As Israel withdrew from Gaza, Secretary of State Condoleezza Rice was forcefully pressuring Israel to do more - lots more and pronto. When Palestinian mobs overran what Israel had abandoned and destroyed synagogues, had they paused to read they would have been comforted by the words of State Department spokesman Sean McCormack who said that Israel's decision not to destroy the synagogues put "the Palestinian Authority into a situation where it may be criticized for whatever it does." So Israel is responsible for Palestinians destroying religious places! It is obvious that McCormack said what he was instructed to say by his boss.
The State Department has emerged all-powerful in determining how the U.S. looks at relations between Israel and Palestinians. If only because of 9/11, this is scary. As National Security Advisor, Ms. Rice was reckless in protecting this country against unmistakable indications that terrorists were plotting to harm the U.S. and she then covered up her malfeasance. She cannot be trusted with Israel's security.
Our media and organizations have little to say about these troubling developments. It is a precondition of Israel's dependency status that its leaders are more than circumspect about criticizing the U.S. Disagreements are covered up and the Israeli and American publics are deceived. American Jewish organizations and media go along with this deception. In an unintended way, Pat Buchanan has it right. There is an amen corner where we bless all that the American government does even when it is harmful to Israel.
We do have AIPAC to further the self-delusion that gives credence to the mischievous notion that there is an all-powerful American-Jewish lobby.
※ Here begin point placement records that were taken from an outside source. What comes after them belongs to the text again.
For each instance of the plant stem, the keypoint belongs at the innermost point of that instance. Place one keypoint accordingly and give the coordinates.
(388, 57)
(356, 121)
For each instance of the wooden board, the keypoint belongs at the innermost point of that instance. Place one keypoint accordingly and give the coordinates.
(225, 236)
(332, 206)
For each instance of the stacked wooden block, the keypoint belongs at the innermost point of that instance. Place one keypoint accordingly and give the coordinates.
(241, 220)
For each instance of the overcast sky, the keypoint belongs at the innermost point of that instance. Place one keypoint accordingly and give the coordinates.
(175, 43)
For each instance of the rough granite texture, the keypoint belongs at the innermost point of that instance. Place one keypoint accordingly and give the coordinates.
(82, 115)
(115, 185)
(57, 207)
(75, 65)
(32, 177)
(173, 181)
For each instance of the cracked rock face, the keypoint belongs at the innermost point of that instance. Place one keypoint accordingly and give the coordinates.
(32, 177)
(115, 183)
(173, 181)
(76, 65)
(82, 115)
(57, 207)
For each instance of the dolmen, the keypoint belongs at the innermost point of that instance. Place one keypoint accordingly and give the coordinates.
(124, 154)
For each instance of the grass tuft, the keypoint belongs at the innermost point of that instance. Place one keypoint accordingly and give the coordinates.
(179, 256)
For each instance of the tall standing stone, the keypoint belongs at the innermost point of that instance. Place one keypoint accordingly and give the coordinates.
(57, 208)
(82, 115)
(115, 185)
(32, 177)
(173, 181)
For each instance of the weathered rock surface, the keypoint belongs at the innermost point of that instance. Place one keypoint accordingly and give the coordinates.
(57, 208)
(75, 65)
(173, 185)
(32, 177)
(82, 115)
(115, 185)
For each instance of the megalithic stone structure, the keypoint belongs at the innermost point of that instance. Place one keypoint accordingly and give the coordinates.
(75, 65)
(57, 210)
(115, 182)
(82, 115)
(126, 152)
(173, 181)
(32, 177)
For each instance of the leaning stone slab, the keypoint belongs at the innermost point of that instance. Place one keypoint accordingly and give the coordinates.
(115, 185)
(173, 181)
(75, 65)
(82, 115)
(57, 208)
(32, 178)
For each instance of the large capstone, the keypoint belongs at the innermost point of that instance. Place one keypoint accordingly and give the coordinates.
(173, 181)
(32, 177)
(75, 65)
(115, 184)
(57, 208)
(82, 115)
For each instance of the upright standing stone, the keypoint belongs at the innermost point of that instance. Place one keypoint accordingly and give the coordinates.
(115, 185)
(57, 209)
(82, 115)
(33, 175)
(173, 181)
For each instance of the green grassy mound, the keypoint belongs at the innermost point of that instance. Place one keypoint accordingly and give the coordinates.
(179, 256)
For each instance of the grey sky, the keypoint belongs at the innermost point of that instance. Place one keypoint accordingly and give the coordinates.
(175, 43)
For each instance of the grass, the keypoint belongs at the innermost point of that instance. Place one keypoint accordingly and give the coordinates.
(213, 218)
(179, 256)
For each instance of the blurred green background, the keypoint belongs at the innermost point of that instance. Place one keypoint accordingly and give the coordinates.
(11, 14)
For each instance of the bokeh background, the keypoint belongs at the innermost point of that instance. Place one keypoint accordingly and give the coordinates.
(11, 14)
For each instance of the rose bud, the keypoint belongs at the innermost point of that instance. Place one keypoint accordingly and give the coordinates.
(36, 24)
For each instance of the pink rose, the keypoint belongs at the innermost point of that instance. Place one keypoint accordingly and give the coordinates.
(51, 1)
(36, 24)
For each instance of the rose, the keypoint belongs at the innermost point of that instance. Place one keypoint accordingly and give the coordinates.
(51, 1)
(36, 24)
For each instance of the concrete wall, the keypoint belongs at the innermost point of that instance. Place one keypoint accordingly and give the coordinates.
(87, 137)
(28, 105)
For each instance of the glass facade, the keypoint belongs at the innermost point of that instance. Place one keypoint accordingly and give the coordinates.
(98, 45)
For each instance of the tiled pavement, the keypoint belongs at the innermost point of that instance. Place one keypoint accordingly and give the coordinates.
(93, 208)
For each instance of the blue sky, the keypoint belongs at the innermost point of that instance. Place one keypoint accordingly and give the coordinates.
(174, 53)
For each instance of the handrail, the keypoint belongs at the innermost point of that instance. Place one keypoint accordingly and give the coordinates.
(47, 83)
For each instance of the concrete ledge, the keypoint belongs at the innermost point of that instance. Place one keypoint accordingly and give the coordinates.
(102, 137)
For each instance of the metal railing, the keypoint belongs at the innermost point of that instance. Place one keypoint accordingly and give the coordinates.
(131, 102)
In fact, we are in the dark about back-door U.S. diplomacy which provides arms and other support to Arab countries.
The AIPAC prosecution should dispel our exaggerated self-importance. Think about it. There has not been a single prosecution like this in the entire history of the country, although it is certain that what the two ex-staff members are accused of is daily fare in Washington. We delude ourselves and we allow too many others to think that we are in control of the White House, Pentagon and State Department by settling for the appearance at AIPAC's extravaganzas of the Secretary of State and other officials who mouth scripted cliches about U.S.-Israel relations. In fact, AIPAC is one of Washington's least effective lobbies because to be effective lobbying has to be discrete.
There is a saving grace in the far more discrete and far more effective efforts on behalf of Israel by Evangelical and Fundamentalist Christians. They are tougher than we are in advocating Israel's case and they are better connected than we are. Israel needs them and hopefully they will remain allies despite incessant efforts by American Jewish groups to alienate them.
The factors that have weakened Israel's relations with the U.S. and curtailed its diplomatic freedom will not go away. Every time that Abbas stumbles, there is the prospect that a cost will be exacted from Israel. I know that Israel has never been blessed with free will in its relations with Washington. But the present situation is especially troubling. Israeli leaders must be more candid in describing what is occurring. Isn't this one of the requirements of democracy?